Greatest hits album by The Proclaimers
- Released: 9 July 2013
- Recorded: 1986–2012
- Genre: Alternative rock
- Length: 109:04
- Label: Chrysalis; Persevere;
- Producer: Various

The Proclaimers chronology
| Like Comedy (2012) | The Very Best Of: 25 Years 1987–2012 (2013) | Let's Hear It for the Dogs (2015) |

= The Very Best Of: 25 Years 1987–2012 =

The Very Best Of: 25 Years 1987–2012 is a 2013 greatest hits album by Scottish rock duo The Proclaimers. Released on 9 July 2013, the two-disc compilation included songs from every Proclaimers studio album up to that point since their 1987 debut album This Is the Story.
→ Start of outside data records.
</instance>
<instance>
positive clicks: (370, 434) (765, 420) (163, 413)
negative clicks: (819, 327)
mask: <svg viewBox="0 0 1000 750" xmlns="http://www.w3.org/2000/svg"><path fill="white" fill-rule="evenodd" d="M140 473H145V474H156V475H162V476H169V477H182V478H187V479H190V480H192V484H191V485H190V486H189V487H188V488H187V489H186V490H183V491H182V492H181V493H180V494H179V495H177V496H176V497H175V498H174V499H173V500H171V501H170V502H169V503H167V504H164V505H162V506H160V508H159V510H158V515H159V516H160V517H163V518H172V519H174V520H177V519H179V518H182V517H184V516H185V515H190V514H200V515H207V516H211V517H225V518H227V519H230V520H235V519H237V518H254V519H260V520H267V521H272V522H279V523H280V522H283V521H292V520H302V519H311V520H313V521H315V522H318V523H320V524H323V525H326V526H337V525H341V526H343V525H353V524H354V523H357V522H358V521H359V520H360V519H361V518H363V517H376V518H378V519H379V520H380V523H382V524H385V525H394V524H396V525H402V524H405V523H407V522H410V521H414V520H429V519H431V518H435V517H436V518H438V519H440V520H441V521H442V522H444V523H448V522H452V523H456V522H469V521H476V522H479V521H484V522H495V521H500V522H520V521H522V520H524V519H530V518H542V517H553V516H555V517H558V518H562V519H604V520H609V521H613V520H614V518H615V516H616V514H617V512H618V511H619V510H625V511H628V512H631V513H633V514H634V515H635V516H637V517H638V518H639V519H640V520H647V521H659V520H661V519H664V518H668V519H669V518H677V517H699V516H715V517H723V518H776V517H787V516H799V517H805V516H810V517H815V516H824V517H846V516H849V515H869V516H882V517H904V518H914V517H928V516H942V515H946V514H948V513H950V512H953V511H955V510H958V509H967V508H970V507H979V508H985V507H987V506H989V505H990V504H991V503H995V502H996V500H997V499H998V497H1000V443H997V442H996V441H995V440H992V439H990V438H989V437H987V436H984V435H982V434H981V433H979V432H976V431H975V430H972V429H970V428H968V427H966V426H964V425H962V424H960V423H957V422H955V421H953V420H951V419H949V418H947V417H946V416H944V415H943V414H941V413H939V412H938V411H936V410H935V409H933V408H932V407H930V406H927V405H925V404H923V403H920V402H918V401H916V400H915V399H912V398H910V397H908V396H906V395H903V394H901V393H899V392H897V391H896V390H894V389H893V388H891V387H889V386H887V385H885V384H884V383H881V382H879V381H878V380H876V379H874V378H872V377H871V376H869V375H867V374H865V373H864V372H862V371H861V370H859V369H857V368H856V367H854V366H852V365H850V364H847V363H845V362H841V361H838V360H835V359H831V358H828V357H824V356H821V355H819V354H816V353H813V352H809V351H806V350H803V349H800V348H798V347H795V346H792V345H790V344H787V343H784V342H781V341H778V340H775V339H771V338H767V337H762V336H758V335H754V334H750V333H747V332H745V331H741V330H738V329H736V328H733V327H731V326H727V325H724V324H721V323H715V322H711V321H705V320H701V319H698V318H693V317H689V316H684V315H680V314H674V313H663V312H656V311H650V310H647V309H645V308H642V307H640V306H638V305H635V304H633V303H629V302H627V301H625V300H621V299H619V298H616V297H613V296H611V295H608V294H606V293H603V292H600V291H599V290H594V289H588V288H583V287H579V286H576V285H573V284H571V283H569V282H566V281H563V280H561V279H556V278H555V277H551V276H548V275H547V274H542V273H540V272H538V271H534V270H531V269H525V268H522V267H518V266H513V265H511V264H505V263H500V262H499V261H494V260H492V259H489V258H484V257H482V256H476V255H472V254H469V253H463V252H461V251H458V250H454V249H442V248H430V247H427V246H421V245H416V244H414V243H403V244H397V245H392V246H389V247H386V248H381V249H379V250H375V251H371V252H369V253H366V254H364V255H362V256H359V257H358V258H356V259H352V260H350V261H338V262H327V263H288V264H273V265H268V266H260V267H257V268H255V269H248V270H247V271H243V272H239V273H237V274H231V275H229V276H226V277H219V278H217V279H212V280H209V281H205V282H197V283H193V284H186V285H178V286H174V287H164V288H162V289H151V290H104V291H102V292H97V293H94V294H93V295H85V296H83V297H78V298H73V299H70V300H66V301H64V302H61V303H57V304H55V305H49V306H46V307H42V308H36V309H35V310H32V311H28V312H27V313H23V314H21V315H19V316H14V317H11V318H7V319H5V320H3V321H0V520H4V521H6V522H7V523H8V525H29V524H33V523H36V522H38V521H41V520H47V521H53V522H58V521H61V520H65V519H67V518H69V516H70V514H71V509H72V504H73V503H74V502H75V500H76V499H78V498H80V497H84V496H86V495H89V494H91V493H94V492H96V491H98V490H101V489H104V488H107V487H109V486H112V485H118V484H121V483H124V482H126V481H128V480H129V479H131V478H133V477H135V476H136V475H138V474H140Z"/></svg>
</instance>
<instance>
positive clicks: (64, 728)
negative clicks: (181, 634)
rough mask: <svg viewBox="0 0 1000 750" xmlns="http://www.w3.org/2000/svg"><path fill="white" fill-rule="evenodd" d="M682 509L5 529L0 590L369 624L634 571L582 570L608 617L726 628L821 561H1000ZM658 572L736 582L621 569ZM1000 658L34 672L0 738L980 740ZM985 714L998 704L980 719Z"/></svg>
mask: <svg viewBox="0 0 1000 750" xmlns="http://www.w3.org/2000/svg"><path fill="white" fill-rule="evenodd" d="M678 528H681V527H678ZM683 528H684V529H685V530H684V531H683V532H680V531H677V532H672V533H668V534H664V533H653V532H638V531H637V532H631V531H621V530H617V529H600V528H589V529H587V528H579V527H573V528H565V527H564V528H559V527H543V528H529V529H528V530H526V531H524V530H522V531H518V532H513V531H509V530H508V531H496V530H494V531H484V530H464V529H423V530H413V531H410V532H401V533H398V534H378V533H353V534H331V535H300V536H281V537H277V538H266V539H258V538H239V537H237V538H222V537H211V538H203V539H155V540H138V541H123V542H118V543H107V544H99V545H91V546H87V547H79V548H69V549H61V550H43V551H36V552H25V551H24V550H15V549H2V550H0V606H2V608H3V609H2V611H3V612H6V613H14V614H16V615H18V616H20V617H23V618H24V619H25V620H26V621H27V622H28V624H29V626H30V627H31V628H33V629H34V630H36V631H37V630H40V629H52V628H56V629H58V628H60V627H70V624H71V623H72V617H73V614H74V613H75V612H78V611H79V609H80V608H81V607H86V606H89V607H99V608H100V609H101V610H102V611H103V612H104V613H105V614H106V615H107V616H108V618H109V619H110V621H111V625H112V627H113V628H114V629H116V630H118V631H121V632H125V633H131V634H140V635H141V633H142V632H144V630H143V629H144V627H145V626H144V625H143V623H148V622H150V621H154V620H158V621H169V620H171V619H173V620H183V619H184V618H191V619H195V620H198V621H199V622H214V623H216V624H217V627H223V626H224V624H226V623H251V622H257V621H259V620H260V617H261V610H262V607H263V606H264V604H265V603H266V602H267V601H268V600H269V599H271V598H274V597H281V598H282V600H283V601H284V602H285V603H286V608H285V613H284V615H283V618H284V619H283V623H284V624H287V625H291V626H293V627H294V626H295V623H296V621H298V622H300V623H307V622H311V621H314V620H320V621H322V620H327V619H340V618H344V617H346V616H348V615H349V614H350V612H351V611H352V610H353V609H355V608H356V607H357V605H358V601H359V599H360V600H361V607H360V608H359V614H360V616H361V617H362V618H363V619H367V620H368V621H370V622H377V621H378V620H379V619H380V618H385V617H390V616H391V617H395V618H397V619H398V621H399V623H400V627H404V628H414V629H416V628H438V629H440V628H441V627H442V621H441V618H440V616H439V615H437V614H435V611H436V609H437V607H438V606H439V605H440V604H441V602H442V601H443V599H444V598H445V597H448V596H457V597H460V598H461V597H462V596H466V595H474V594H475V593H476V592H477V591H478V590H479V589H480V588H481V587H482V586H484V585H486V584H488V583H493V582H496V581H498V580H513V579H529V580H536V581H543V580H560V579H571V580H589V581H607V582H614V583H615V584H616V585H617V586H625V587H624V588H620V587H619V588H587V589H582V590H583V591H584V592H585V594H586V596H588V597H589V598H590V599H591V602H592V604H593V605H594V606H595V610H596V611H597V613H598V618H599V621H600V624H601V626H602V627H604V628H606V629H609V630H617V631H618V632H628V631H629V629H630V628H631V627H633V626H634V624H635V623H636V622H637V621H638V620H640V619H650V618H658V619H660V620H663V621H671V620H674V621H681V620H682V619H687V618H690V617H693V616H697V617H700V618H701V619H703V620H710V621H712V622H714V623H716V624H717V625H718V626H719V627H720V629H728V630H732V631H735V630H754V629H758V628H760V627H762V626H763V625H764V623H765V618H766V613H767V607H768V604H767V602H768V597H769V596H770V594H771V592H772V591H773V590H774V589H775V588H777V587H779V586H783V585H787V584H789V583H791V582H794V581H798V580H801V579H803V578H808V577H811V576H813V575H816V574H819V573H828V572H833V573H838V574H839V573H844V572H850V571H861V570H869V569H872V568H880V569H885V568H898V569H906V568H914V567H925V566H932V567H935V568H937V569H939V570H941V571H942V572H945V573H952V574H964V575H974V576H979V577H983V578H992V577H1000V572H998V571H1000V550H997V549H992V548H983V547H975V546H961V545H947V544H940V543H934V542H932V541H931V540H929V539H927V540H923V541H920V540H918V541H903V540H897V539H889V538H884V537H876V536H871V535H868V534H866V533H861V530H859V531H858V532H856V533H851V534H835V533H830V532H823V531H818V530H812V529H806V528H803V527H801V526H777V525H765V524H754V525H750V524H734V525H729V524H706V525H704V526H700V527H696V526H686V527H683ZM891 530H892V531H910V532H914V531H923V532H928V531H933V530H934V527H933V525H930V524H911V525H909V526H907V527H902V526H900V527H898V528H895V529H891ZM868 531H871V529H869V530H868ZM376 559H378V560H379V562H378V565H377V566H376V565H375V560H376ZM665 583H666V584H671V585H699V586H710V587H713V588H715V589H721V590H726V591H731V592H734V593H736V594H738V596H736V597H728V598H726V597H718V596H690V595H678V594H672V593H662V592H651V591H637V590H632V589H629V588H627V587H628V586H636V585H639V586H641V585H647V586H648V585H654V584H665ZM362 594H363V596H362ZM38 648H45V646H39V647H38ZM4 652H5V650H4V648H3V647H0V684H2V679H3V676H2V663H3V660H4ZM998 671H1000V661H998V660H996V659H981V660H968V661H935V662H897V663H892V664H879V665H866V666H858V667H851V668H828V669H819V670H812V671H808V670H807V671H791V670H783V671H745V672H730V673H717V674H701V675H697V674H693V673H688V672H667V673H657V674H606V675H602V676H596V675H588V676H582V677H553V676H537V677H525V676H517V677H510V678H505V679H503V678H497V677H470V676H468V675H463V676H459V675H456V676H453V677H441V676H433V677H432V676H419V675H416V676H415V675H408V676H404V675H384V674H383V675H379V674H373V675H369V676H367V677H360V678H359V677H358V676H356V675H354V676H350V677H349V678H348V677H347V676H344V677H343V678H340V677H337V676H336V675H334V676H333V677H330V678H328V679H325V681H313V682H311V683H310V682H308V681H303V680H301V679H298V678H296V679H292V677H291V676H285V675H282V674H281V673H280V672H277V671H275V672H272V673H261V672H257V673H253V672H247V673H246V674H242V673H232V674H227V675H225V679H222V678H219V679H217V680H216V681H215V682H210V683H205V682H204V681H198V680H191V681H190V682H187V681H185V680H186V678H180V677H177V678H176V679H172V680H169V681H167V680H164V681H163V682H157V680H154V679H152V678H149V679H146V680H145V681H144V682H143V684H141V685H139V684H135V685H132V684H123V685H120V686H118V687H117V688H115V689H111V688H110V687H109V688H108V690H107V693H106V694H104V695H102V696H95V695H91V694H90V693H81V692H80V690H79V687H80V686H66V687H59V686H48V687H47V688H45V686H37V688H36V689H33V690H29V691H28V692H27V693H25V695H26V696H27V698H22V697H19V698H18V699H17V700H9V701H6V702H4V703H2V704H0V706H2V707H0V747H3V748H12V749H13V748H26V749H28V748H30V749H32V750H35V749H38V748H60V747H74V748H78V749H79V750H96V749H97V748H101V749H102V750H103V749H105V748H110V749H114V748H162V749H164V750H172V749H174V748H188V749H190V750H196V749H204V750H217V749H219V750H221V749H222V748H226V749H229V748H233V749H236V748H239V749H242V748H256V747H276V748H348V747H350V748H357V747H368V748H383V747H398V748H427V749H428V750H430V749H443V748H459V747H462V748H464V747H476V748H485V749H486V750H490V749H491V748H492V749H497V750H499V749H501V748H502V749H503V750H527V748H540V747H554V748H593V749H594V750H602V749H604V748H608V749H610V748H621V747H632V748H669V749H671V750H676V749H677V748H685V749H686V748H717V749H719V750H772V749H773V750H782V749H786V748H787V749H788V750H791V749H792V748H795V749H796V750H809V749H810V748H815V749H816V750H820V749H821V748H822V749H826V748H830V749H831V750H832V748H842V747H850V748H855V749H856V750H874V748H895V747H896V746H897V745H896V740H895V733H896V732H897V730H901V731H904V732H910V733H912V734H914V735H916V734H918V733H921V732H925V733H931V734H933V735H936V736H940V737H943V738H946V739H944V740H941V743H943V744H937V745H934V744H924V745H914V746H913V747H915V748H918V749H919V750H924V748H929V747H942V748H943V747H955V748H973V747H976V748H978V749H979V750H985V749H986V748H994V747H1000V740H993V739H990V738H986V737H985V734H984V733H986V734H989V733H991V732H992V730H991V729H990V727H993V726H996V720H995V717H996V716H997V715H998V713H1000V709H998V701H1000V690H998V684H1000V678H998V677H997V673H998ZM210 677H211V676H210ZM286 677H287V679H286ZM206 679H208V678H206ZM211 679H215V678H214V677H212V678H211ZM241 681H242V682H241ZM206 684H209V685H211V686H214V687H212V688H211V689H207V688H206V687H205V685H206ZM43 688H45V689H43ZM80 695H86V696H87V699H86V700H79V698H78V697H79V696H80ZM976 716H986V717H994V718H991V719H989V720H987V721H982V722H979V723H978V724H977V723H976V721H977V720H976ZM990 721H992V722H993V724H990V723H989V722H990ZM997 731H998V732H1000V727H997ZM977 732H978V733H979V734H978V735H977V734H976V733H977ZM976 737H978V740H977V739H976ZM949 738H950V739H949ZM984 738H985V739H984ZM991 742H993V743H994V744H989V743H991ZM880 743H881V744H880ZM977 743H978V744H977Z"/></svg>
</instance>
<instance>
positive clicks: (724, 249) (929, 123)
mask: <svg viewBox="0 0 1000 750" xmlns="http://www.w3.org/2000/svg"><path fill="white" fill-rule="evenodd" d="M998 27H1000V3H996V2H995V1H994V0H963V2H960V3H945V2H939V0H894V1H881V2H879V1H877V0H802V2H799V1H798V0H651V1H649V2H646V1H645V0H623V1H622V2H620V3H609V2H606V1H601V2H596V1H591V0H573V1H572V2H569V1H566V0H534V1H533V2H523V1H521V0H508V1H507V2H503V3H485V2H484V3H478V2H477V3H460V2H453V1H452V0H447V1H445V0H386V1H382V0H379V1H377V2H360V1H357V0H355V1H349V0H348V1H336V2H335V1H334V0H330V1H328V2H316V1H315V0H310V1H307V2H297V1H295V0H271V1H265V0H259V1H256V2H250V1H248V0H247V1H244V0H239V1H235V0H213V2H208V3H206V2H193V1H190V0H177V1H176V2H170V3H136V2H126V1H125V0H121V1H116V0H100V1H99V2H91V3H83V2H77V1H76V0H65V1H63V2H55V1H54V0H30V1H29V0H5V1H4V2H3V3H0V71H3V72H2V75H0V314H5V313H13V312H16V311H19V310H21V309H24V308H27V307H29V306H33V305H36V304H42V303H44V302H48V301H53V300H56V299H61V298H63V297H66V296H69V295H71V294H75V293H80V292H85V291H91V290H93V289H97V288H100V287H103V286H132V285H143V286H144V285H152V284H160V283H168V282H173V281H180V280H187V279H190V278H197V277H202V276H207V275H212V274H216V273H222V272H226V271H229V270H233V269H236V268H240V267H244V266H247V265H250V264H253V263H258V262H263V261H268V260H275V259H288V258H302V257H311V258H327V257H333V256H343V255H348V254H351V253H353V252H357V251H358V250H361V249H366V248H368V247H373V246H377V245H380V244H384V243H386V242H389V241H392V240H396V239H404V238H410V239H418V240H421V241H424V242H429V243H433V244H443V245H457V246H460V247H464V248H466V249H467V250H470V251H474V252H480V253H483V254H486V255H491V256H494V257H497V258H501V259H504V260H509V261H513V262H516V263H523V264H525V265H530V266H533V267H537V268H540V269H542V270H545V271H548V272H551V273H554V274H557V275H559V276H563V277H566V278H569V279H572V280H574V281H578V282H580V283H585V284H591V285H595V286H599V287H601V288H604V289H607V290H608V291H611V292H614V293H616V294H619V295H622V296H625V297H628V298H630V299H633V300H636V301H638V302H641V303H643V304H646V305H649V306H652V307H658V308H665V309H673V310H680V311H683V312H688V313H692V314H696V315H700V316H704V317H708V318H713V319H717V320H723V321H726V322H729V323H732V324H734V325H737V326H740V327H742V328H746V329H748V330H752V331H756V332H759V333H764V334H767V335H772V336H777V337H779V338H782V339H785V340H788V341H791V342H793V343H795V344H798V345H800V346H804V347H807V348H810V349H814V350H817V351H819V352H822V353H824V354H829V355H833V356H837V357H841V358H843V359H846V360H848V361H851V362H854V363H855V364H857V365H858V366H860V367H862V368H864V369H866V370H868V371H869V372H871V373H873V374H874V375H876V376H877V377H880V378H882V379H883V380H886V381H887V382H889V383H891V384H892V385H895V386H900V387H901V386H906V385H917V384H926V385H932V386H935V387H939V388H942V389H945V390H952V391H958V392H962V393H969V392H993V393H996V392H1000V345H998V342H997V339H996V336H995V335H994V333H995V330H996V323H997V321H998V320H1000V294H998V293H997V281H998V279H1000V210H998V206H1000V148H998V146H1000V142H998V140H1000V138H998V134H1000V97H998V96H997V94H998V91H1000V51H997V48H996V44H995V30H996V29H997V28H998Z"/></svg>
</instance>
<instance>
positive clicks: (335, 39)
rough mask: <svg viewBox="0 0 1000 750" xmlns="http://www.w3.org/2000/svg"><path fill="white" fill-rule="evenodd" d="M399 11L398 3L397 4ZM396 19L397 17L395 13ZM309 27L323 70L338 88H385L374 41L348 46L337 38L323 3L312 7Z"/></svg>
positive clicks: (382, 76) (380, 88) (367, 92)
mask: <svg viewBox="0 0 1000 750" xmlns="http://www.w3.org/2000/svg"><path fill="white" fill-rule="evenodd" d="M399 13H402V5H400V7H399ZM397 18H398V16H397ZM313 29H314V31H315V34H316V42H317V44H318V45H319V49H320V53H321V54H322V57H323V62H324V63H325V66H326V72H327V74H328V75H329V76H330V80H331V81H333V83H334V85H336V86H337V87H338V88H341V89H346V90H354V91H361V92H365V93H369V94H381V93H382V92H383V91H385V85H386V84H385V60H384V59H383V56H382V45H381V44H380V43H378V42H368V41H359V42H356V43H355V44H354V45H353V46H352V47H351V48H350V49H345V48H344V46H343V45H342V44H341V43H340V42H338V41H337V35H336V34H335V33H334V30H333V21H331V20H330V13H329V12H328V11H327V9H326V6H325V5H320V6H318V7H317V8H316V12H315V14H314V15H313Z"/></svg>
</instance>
The album has been certified Gold in the United Kingdom.

== Content ==
Spanning two compact discs, the compilation included material from the nine Proclaimers' albums fromThis Is the Story (1987) to Like Comedy (2012), with the addition of a new song; "Not Cynical".

== Reception ==

In a largely positive review, Timothy Monger of AllMusic remarked that fans "will thrill to the idea of having almost all of their favorites [...] together in one place". Stephen Unwin was more dismissive in the Daily Express, remarking that "their shtick is borderline cute but ultimately nothing more than a gimmick" and that while some songs, such as "Letter from America", were catchy, "the rest is just two guys who happened on a career based on not a lot".

Professional ratings
Review scores
| Source | Rating |
| AllMusic | Star Half star |
| Daily Express | 2/5 |

== Track listing ==
All tracks written by Craig Reid and Charles Reid, except where noted.

Disc one
| No. | Title | Length |
|---|---|---|
| 1. | "Throw the 'R' Away" | 2:46 |
| 2. | "Life with You" | 3:22 |
| 3. | "I'm Gonna Be (500 Miles)" | 3:38 |
| 4. | "Letter from America" | 4:01 |
| 5. | "What Makes You Cry?" | 2:49 |
| 6. | "Shadows Fall" | 4:24 |
| 7. | "Love Can Move Mountains" | 4:01 |
| 8. | "Role Model" | 2:47 |
| 9. | "Restless Soul" | 4:42 |
| 10. | "S-O-R-R-Y" | 4:11 |
| 11. | "I'm on My Way" | 3:36 |
| 12. | "Spinning Around in the Air" | 3:08 |
| 13. | "Hate My Love" | 2:45 |
| 14. | "Not Cynical" | 3:24 |
| 15. | "Act of Remembrance" | 5:00 |

Disc two
| No. | Title | Writer(s) | Length |
|---|---|---|---|
| 1. | "In Recognition" |  | 3:04 |
| 2. | "There's" |  | 3:03 |
| 3. | "I'm Gone" |  | 3:24 |
| 4. | "King of the Road" | Roger Miller | 2:46 |
| 5. | "Just Look Now" |  | 4:06 |
| 6. | "Born Innocent" |  | 2:56 |
| 7. | "On Causewayside" |  | 3:14 |
| 8. | "Scotland's Story" |  | 3:26 |
| 9. | "Sunshine on Leith" |  | 5:14 |
| 10. | "Should Have Been Loved" |  | 3:17 |
| 11. | "Cap in Hand" |  | 3:23 |
| 12. | "Let's Get Married" |  | 4:18 |
| 13. | "There's a Touch" |  | 3:13 |
| 14. | "The Joyful Kilmarnock Blues" |  | 3:06 |
| 15. | "Oh Jean" |  | 5:55 |

== Charts ==

| Charts (2013) | Peak position |
|---|---|
| UK Albums (OCC) | 80 |

== Certifications ==

| Region | Certification | Certified units/sales |
| United Kingdom (BPI) | Gold | 100,000^{^} |
^{^} Shipments figures based on certification alone.